Lydia watched Absalom playing at the window with his ark.

“Come, darling, time for your breakfast.”

Absalom turned around and smiled at his mother, then set the ark on the floor. He ran to the table for his porridge and milk, and spent the day making block castles with his cousins.

The next morning Lydia woke to find the window open and Absalom gone. A grappling hook hung from the sill; a knotted rope swung in the breeze. When Bow-Oar came to her room that night, Lydia pleaded with him to bring Absalom up from below, to send him back up into the light, but Bow-Oar shook his head.
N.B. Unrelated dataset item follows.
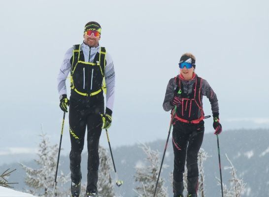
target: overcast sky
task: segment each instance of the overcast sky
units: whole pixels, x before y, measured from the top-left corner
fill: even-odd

“You have had your chance. Now he is ours.”

CHAPTER TWELVE

T
HE
W
EAKENED
O
NES

{in which the Rathbones’ sea legs stiffen}

1814

T
HE THREE BOYS
slowed down as they neared the last room. Though it wasn’t yet dawn, the hall of beds was empty; all of the men were already at the docks, readying the boats for the trials. The door to the little room at the end was always closed, and no one but Bemus ever went in there. Now he was behind them, herding the boys down the dark hall toward the room at the end, whispering in their ears.
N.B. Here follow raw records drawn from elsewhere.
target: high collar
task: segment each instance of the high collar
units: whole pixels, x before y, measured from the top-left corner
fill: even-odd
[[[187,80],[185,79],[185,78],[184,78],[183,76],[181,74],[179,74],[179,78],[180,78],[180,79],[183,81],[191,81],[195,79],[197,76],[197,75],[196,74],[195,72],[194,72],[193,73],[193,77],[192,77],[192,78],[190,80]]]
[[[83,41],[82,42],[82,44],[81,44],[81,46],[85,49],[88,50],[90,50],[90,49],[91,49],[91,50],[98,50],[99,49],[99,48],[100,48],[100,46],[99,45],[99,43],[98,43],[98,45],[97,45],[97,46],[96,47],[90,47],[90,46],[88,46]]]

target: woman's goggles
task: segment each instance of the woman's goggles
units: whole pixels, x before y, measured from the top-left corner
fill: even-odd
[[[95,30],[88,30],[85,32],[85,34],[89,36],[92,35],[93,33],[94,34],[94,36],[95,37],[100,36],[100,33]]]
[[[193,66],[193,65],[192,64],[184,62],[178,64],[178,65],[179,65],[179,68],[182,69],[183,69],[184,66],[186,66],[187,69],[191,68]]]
“He won’t see you, but he’ll know you’re there all the same. Just go in and wait for him to speak.”

“But why do we have to go? No one else ever has to go,” whispered Ezekiel.

“He’s never asked for anyone else,” said Bemus. “You should feel honored.”

The boys stood in a bunch outside the door, shifting from foot to foot in the cold air, each clutching his harpoon. They had all heard the men tell stories of Moses, but the boys had never seen him. They’d only passed the little room on their way in and out.

“He breathes through gills.” Absalom elbowed his cousins.

“I heard he sleeps in a great big tub of water,” said Ezekiel.

“No, he sleeps on the rocks with the seals,” said Jeroboam, stifling a laugh.

Bemus slapped the top of Jeroboam’s head and pushed him toward the door. Jeroboam hesitated, then knocked softly. All three boys edged slowly into the room.

Once inside, they went quiet. It was so dark they couldn’t see Moses at first, only heard him breathing above them: long rattling breaths, each with a click at the end. Moses, propped against pillows at the head of the high blue bed, leaned forward, far enough so that the boys saw a glint of white eyes, a tangle of silver hair. A hand reached out and beckoned. Absalom rolled his eyes at his cousins, then climbed up and knelt at the end of the bed.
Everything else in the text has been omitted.